V. The Orbans' Motion for Partial Summary Judgment
The Orbans' Motion for Partial Summary Judgment alleges the only factual issue concerning their malpractice claim is "the amount of damages and the amount attributable to [Krull's] wrongdoing." Appellants' App. p. 189. In addition, the Orbans allege they are entitled to summary judgment because "[t]he information disclosed by Krull was used to bring felony *456 charges against [them.]" Br. of Appellants at 25.
In so far as the Orbans allege that Krull had a duty of confidentiality and breached that duty, the Orbans are entitled to summary judgment. However, the Orbans' language can be construed to imply that it is undisputed that Krull's disclosure (1) caused charges to be filed against them and (2) was the proximate cause of at least a portion of their damages.

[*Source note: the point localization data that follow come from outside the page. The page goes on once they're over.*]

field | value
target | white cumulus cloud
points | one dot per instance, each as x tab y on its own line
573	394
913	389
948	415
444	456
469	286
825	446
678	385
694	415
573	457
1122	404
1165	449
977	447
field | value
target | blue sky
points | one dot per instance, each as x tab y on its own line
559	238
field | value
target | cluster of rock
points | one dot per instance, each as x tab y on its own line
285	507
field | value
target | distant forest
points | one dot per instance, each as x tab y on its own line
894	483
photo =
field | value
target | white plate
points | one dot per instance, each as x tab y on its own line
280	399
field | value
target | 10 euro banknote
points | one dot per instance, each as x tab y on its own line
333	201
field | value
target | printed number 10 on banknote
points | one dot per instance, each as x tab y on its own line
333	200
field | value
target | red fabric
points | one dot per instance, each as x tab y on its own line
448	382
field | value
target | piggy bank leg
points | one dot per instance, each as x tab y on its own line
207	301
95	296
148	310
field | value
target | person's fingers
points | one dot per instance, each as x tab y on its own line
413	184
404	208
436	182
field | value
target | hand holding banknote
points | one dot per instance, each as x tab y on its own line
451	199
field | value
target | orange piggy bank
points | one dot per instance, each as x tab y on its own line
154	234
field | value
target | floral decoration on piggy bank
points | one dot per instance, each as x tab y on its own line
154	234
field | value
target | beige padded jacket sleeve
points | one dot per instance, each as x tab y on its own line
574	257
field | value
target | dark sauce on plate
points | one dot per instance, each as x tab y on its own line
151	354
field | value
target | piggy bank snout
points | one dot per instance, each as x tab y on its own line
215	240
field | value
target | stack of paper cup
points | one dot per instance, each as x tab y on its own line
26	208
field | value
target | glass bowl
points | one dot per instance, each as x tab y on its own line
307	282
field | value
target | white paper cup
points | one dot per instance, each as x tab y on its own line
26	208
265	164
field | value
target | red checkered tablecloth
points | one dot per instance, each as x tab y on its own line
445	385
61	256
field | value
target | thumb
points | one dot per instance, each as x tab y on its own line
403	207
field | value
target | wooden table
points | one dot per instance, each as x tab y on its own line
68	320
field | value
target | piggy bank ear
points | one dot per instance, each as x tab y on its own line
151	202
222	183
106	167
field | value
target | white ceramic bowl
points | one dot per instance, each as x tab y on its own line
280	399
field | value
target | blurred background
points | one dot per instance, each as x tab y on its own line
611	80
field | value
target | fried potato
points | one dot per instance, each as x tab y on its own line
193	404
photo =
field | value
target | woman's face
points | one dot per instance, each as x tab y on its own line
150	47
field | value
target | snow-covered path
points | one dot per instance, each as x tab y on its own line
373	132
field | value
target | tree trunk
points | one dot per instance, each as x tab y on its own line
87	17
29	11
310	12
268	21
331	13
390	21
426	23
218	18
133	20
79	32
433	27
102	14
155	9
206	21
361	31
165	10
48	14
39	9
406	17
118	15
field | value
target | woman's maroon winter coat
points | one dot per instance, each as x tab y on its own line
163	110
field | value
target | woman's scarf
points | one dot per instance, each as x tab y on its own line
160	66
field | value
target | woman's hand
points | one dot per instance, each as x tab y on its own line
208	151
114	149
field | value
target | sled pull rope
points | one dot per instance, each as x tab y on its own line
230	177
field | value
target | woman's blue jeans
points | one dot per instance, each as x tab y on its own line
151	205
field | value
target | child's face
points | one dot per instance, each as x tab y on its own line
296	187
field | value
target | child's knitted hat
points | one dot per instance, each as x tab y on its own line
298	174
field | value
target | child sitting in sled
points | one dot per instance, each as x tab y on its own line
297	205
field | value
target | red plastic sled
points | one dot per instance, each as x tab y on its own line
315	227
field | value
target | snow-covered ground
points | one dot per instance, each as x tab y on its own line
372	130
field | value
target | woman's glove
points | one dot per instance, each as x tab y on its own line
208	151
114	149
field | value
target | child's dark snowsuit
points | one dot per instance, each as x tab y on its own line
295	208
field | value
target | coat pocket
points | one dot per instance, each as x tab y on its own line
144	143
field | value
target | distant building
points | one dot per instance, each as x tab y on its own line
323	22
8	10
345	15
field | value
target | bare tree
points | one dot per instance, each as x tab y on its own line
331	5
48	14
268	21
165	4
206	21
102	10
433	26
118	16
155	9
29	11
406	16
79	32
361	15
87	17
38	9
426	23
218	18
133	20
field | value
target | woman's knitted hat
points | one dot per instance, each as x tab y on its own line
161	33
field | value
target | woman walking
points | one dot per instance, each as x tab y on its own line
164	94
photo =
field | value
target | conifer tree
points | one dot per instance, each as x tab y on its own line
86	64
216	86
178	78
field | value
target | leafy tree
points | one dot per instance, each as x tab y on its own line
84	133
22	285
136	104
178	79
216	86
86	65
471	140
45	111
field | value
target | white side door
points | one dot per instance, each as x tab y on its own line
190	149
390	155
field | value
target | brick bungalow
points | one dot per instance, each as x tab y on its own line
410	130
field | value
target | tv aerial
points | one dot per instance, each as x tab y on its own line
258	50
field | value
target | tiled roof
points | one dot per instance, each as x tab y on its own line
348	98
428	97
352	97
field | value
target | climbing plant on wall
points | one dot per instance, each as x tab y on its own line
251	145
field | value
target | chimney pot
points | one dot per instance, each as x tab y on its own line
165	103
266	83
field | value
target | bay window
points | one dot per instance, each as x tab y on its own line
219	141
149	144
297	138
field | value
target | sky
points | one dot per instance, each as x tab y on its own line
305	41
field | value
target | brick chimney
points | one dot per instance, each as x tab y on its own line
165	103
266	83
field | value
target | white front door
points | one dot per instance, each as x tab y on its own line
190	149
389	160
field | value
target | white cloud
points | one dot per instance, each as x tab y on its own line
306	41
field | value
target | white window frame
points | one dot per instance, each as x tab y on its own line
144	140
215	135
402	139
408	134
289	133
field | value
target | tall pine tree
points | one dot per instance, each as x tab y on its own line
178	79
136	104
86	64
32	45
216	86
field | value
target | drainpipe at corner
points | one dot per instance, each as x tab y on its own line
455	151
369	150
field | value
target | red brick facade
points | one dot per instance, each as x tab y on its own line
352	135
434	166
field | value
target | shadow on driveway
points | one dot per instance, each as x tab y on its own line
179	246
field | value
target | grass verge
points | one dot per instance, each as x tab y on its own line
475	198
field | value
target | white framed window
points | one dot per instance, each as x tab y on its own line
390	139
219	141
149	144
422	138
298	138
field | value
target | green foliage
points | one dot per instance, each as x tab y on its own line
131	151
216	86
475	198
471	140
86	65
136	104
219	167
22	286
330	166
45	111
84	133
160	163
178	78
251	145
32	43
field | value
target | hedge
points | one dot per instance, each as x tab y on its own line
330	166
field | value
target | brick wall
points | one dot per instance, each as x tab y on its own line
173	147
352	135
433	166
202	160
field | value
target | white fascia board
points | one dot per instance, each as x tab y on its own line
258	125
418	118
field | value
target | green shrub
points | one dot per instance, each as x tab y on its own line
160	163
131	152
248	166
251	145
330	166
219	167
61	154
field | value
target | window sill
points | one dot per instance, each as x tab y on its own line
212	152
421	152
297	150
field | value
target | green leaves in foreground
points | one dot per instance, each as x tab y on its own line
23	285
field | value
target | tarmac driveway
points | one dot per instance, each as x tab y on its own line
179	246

As discussed in Section III of this opinion, the Orbans must prove their alleged injuries were the natural and probable consequence of Krull's disclosure. There is evidence in the record that creates the possible inference that Agent Albrecht used Krull's disclosure to file charges against the Orbans. Appellants' App. pp. 300-01. However, the Orbans themselves referred to Krull's disclosure as information "everyone now knows was exculpatory evidence subsequently lost or destroyed by the State." Br. of Appellants at 24. If the documents disclosed by Krull were exculpatory, it is difficultbut not impossible to comprehend how their release facilitated the filing of charges or the end of Melching and Richard's partnership. But, since more than one inference can be gathered from the undisputed facts concerning this issue, summary judgment is inappropriate.
The undisputed facts establish Krull had a duty of confidentiality and breached that duty. However, insofar as the Orbans are arguing the issue, they are not entitled to summary judgment on the issue of the proximate cause of their alleged injuries.
Conclusion
Both parties have failed to meet their burden of establishing they are entitled to judgment as a matter of law.
Affirmed in part, reversed in part, and remanded.
SHARPNACK, J., and VAIDIK, J., concur.
NOTES
[1] We observe that Appellants' counsel failed to comply with Indiana Appellate Rule 46(A)(10) by failing to include the appealed order in his brief. See Ind. Appellate Rule 46(A)(10) (The appellant's "brief shall include any written opinion, memorandum of decision or finding of fact and conclusions thereon relating to the issues raised on appeal.").
[2] Many of Krull's factual assertions are not supported by citation to the record and the Orbans encourage us to waive Krull's designated facts. Reply Br. of Appellants at 14 (citing Ind. Appellate Rule 46(B)). It is within an appellate court's discretion to waive designated facts when the facts are not properly cited. Northside San. Landfill, Inc. v. Envtl. Mgmt. Bd., 458 N.E.2d 277, 279 n. 1 (Ind.Ct.App.1984). As our independent examination of the record has located the facts designated by Krull, we find the policy supporting waiver inapplicable and reject the Orbans' invitation.
[3] Krull could not specifically recall what documents he disclosed, and both parties allege the documents at issue are unavailable. Br. of Appellants at 24; Br. of Appellee at 10.